Fill 'er Up!

One of the (small) regrets that I feel recently is that I am no longer doing the weekly Sunday crossword puzzle published by the New York Times newspaper. For some reason, they stopped including it in the weekly supplement they distribute here in Japan, and rather than hunt around for another way to access it each week, I simply let it go. It's not as though I don't have enough to keep me busy ...

Thinking about that puzzle reminds me of an event that happened during the time that I was living here alone with my two girls.
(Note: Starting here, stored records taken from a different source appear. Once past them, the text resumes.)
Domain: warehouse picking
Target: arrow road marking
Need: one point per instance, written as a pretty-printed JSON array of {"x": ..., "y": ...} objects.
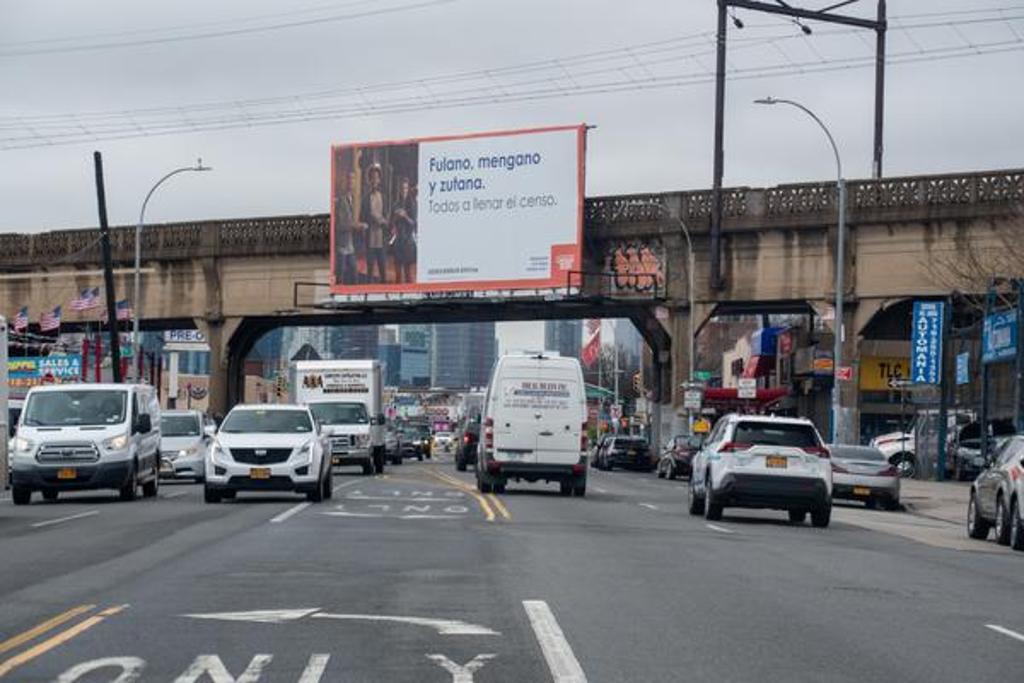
[{"x": 445, "y": 627}]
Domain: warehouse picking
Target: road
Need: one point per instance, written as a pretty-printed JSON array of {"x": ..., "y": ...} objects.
[{"x": 413, "y": 577}]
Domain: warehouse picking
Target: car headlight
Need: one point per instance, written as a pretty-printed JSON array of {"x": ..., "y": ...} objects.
[{"x": 116, "y": 442}]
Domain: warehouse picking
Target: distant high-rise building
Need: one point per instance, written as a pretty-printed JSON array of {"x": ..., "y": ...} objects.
[
  {"x": 463, "y": 354},
  {"x": 416, "y": 342},
  {"x": 563, "y": 336}
]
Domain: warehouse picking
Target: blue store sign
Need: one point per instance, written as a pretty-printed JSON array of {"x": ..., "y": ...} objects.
[
  {"x": 998, "y": 337},
  {"x": 926, "y": 342}
]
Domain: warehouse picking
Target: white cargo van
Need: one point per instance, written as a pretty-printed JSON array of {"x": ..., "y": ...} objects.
[
  {"x": 345, "y": 398},
  {"x": 87, "y": 436},
  {"x": 534, "y": 429}
]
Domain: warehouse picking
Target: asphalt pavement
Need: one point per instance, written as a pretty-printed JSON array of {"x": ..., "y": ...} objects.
[{"x": 415, "y": 577}]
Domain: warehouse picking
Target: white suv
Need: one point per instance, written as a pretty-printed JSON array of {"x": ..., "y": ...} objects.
[{"x": 763, "y": 462}]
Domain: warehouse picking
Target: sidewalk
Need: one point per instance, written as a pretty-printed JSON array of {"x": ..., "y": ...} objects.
[{"x": 944, "y": 501}]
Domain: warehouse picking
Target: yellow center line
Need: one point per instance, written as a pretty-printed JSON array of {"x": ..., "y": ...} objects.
[
  {"x": 482, "y": 502},
  {"x": 60, "y": 638},
  {"x": 37, "y": 631}
]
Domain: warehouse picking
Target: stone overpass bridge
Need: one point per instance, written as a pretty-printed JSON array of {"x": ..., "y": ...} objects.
[{"x": 236, "y": 279}]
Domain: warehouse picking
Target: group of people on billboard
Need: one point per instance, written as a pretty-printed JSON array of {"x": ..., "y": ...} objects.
[{"x": 374, "y": 225}]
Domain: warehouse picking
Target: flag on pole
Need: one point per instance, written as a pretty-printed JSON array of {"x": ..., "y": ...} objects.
[
  {"x": 592, "y": 345},
  {"x": 123, "y": 308},
  {"x": 50, "y": 321},
  {"x": 86, "y": 300},
  {"x": 20, "y": 322}
]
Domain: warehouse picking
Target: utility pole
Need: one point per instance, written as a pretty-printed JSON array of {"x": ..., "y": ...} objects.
[{"x": 104, "y": 244}]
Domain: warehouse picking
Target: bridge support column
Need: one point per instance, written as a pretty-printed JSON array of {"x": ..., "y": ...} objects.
[{"x": 218, "y": 333}]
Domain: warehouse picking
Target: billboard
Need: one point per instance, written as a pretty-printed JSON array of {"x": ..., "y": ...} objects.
[{"x": 489, "y": 211}]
In those days I was doing the Times puzzle religiously - never missing a week - and they were well used to seeing me with folded newspaper in hand, scribbling the answers in with a ball point pen. (No pencils permitted!)
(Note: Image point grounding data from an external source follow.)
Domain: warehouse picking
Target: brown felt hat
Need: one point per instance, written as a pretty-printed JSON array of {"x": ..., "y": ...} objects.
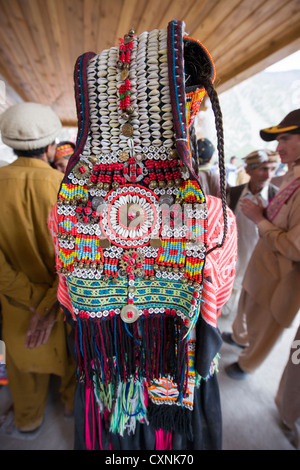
[{"x": 290, "y": 124}]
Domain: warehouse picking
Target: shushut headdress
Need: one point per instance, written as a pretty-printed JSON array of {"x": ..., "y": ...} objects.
[{"x": 132, "y": 226}]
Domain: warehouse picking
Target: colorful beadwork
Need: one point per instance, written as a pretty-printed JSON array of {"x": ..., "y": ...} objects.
[{"x": 133, "y": 229}]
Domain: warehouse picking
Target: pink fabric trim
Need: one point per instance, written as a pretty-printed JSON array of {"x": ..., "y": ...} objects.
[{"x": 163, "y": 440}]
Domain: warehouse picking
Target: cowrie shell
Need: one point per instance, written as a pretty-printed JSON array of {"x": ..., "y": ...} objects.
[
  {"x": 154, "y": 100},
  {"x": 155, "y": 117},
  {"x": 167, "y": 125},
  {"x": 168, "y": 143},
  {"x": 154, "y": 109},
  {"x": 166, "y": 108},
  {"x": 153, "y": 93},
  {"x": 144, "y": 127}
]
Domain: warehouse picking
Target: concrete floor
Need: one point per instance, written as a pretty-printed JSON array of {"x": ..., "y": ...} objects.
[{"x": 250, "y": 417}]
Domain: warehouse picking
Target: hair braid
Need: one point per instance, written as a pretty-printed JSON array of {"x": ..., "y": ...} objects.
[{"x": 213, "y": 96}]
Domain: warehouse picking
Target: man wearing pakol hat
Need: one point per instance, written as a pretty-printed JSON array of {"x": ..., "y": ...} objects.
[
  {"x": 260, "y": 166},
  {"x": 270, "y": 298},
  {"x": 208, "y": 178},
  {"x": 64, "y": 151},
  {"x": 33, "y": 329}
]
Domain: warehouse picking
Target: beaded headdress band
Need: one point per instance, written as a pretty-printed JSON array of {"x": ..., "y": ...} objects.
[{"x": 132, "y": 227}]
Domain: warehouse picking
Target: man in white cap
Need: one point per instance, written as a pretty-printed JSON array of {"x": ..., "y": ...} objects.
[
  {"x": 260, "y": 166},
  {"x": 270, "y": 298},
  {"x": 33, "y": 328}
]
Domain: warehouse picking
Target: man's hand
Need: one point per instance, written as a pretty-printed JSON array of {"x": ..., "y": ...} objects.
[
  {"x": 252, "y": 210},
  {"x": 40, "y": 327}
]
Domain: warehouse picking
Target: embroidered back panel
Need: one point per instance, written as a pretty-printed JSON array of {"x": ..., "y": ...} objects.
[{"x": 132, "y": 226}]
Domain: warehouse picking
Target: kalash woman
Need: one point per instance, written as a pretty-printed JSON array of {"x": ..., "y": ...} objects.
[{"x": 145, "y": 259}]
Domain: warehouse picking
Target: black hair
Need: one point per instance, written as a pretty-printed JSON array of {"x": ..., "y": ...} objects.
[
  {"x": 198, "y": 74},
  {"x": 35, "y": 153}
]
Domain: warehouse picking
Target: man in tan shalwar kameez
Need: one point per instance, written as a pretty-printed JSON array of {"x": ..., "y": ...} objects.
[
  {"x": 34, "y": 331},
  {"x": 270, "y": 298}
]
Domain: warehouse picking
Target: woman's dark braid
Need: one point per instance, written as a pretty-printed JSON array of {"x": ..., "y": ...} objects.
[{"x": 213, "y": 96}]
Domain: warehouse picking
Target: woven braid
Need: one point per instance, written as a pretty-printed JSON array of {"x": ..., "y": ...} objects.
[{"x": 213, "y": 96}]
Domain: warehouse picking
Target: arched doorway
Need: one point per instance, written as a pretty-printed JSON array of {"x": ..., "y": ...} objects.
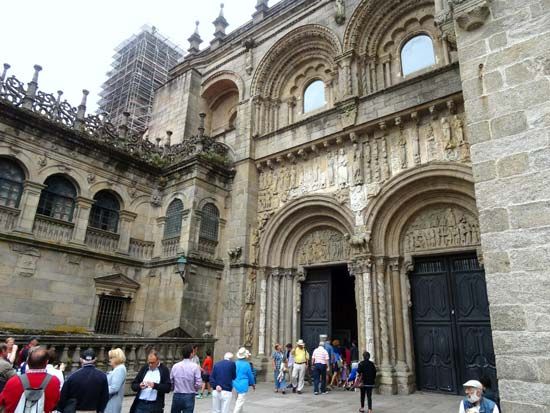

On one particular occasion, after I tossed aside the completed puzzle, they asked me some questions about why I was doing crosswords. I don't remember exactly what I replied; it was presumably something about the enjoyment of the challenge, the educational aspect (learning new words), and the overall benefit of the mental exercise - training one's memory, etc. Hearing this, one of them picked up the finished puzzle and decided to challenge me a bit. She tossed out a couple of the clues, to see if I could remember the word I had filled in. Of course I could do this easily - I had finished the puzzle only a few minutes before. "Can you remember all of these words?" she then asked. My answer was "Of course!"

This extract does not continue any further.